Braun, however, tells his story without any “be like me” braggadocio. Instead, he adopts a much more actionable, “be who you can become” tone.
He does this by introducing each of the book’s thirty chapters with the mantra that helped him through that stage of his life. For example, he frames the chapter describing his parents’ influence with the mantra he learned from his father: “why be normal.”
This technique encouraged me as a reader to adapt these mantras to my own story or articulate new ones that help me find my purpose. To borrow one of Braun’s mantras, the book motivates readers to “speak the language of the person you want to become.”
The Big Idea
Leaders forge into the unknown so others can follow
"Joel showed me the essence of leadership by forging into the unknown so that others could follow. He taught me to approach each new person I met with the dignity he or she deserves."

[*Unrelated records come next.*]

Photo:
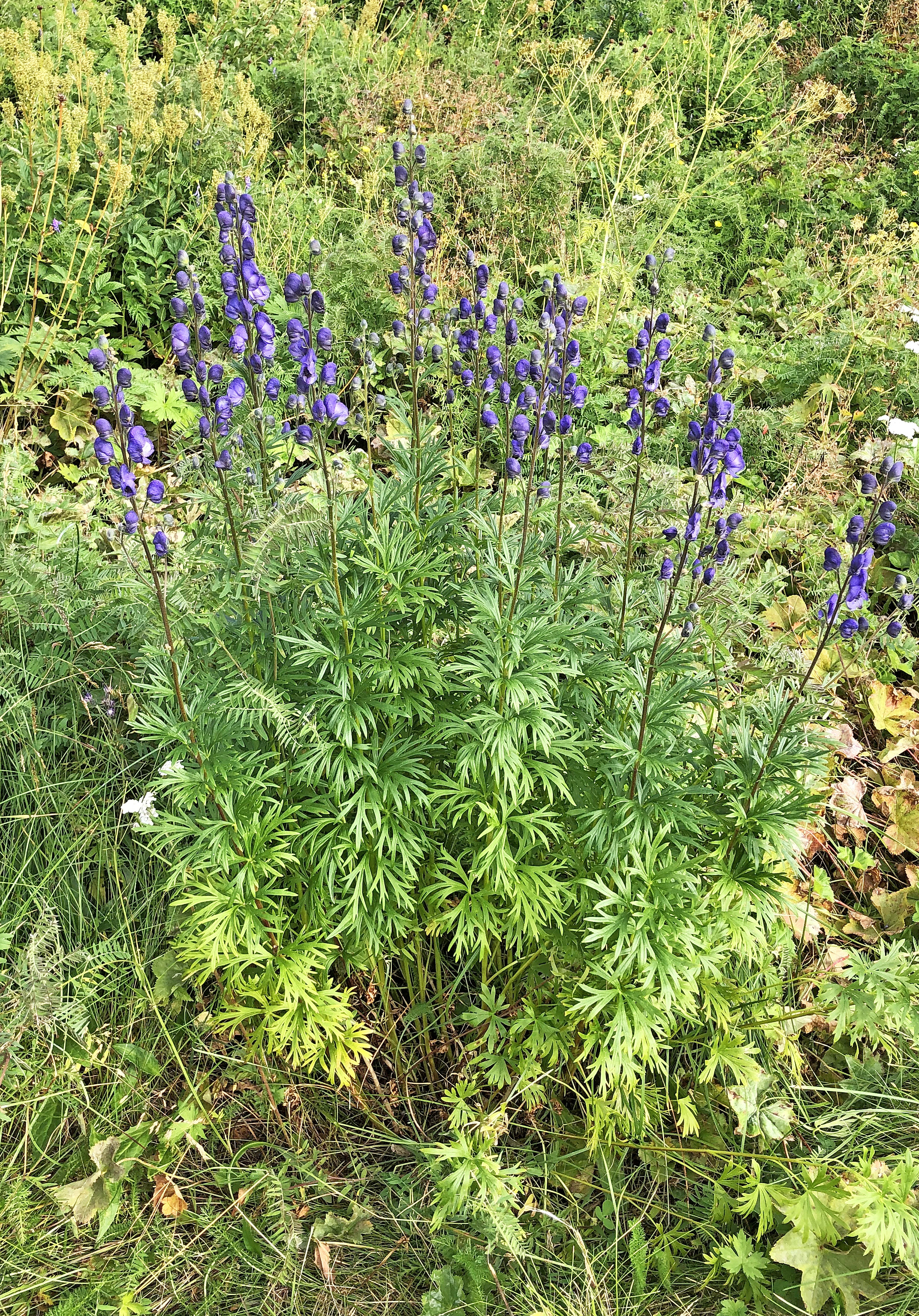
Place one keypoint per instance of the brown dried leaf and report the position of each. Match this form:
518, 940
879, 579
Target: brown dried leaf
889, 707
168, 1198
845, 740
894, 907
900, 805
322, 1256
847, 799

In the sixth chapter, Braun shares one of the most influential stories in his ultimate decision to start Pencils of Promise. While backpacking in Central and South America, he met Joel Puac, a Guatemalan man in his mid-forties, who wanted to learn and teach English so badly he invited Braun to his remote mountain village.
After listening to the man’s dream of educating his children and grandchildren, Braun traveled to that village and read aloud into “an old-school cassette recorder” the only book that Joel owned, a Christian Bible.
As he watched Joel “forge into the unknown” of language study against all odds, Braun came to understand that the essence of leadership is seeking a better future rather than merely observing present obstacles.
Appropriately, the mantra Braun uses to title this chapter is “tourists see, travelers seek.”
Insight #1
Re-create your reputation every day
"I assumed I could coast into the next phase based solely on my previous accomplishments. In truth we re-create our reputation every day. Journalists with thirty years of credibility have washed their careers down the drain with one plagiarized paragraph. I soiled months of good work with one lazy night."
By the tenth chapter, Braun has reached a low point in his narrative. On the fast track to a successful finance career, he desperately needed a promotion to qualify for an extended leave that would allow him to make Pencils of Promise a viable organization.
Unfortunately, he tried to do too much at the same time. On one particular evening, he shortchanged a presentation for his employer because he was late to a Pencils of Promise fundraiser. His supervisor, who only knew him from this project, unapologetically blocked his path to promotion and Braun had a much more difficult time eventually securing it.
Braun’s response to these events provides another actionable insight: Practice humility over hubris. Instead of lashing out at his supervisor, he praises him in this chapter for showing him that we must re-create reputations every day.
Insight #2
Make your life a story worth telling
"I realized that I needed to live a life that reflected the themes of the stories I wanted to one day tell, and when I veered off that path later on, it was time to make a change. Regardless of age or status, if you’re not satisfied with the path you’re on, it’s time to rewrite your future."
Again, Adam Braun’s primary focus is not to have us make our stories identical to his. Instead, he encourages us to make our individual narratives distinctive. To do so, he provides the following advice “for anyone going through a restless period in life”:
- Start with an ambitious, but attainable goal. Braun’s initial vision was to build a single school.
- Change the subjects of your daily conversation. Instead of talking about the life you’re currently living, speak the language of the person you’re becoming.
- Realize the time is now. Braun believes “the world has too many problems and you’re way too smart and capable to not help tackle them.”
In the end, we decide whether we make a positive or negative impact on the world. When Braun speaks of the extraordinary story waiting to unfold in each of us, I’m reminded of the final sentence in Tolstoy’s Anna Karenina: “My life now, my whole life apart from anything that can happen to me, every minute of it is no more meaningless, as it was before, but it has the positive meaning of goodness, which I have the power to put into it.”